A Pastoral Prison: Ethics, Violence, and Place in Cotton County, Alabama

“When Christianity is not something imported into an Alabama prison but is constitutive of its workings, religion does not disappear when confronted by the prison’s overwhelming forces; instead, it opens space to reimagine that power and invites us to do the same. ”

Team Members/Contributors

Thomas Frederick Thornton Johns Hopkins University Contact Me

About this dissertation fellowship

Based on eighteen months of ethnographic fieldwork, this dissertation examines the relationship between a maximum-security prison and Christianity in rural Cotton County, Alabama. It describes how a fractured prison-security apparatus relies on pastoral authority – an obedience to Christ set within the discipleship trope of shepherd and flock – as it strives to capture Christian discipleship for the prison’s goal of penal compliance. I show, however, that as St. Kolbe’s administration creates the inmate “faith dorms” and death-row "fellowship" areas central to my project, the prison opens to outside chaplains, theological imaginaries, and local notions of place, through which new ethical concepts and possibilities of solidarity and care emerge within penal compliance. In tracking the close interaction between carceral and pastoral authority, I posit that following the ethical lives emergent from this relationship reveals inmate agency beyond resistance, and it throws into relief how inmates engage religion not to be insulated from the prison’s violence but, rather, to absorb it into making novel subjectivities and social commitments beyond the state.
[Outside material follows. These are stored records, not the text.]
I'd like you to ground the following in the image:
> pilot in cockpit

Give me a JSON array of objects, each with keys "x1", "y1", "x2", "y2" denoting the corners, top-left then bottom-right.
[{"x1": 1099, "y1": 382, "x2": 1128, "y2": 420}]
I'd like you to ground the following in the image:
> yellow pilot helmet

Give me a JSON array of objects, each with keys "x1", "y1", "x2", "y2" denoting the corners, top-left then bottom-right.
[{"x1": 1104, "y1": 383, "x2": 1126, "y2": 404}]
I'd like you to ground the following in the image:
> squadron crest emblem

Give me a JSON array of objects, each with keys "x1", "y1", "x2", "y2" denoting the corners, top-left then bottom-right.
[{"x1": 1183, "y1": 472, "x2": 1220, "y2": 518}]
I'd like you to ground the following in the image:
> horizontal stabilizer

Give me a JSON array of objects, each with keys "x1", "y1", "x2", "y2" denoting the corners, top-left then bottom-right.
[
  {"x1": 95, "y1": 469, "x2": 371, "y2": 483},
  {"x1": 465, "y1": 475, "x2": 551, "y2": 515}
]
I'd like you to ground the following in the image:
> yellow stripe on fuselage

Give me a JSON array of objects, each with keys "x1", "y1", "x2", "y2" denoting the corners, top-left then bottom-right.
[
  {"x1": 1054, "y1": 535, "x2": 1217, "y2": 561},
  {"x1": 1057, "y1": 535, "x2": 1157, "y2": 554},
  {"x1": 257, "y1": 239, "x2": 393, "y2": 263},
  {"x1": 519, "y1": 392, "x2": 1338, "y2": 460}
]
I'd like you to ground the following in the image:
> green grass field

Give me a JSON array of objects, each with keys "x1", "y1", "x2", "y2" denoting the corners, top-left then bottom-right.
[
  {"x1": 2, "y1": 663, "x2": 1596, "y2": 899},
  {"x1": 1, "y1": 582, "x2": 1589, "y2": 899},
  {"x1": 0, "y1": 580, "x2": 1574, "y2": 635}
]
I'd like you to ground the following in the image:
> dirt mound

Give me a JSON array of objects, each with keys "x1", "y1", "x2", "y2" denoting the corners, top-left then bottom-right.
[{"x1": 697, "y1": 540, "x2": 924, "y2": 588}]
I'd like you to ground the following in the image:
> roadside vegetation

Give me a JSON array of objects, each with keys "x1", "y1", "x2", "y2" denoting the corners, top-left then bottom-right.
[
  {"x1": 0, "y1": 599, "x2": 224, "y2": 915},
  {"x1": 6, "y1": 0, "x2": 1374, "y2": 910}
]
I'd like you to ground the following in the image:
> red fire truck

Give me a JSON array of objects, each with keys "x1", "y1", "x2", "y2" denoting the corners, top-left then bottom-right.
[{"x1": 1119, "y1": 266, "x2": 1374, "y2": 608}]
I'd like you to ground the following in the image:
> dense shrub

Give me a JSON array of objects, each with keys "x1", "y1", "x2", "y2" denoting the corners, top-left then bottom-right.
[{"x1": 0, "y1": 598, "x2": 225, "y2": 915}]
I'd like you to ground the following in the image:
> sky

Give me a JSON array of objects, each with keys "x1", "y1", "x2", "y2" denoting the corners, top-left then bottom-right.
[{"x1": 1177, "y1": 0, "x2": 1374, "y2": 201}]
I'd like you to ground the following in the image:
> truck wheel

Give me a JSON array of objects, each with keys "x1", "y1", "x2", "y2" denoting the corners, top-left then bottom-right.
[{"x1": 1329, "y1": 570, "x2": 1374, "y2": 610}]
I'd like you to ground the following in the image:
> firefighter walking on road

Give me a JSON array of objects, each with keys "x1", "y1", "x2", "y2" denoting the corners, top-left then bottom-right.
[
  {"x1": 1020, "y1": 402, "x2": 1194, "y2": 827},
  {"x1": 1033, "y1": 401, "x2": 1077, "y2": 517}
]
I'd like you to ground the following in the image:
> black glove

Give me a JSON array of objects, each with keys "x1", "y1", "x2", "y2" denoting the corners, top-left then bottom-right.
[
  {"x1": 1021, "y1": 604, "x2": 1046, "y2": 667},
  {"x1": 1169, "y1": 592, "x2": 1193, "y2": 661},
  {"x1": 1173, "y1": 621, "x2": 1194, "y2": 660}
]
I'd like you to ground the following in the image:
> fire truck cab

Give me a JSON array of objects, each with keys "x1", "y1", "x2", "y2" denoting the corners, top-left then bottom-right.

Prison ethical life, I argue, is a constellation of penal and religious actors, forces, imaginaries, and social projects rather than something contained within the prison itself as singularly reflective of state dominance. In bringing together scholarly literatures on ethics, Christianity, prison studies, and the U.S. South, my study lays bear the entanglement of the state punitive with the Christian redemptive, and it will contribute to better understanding the relationship between the ethical and the political in American religious life.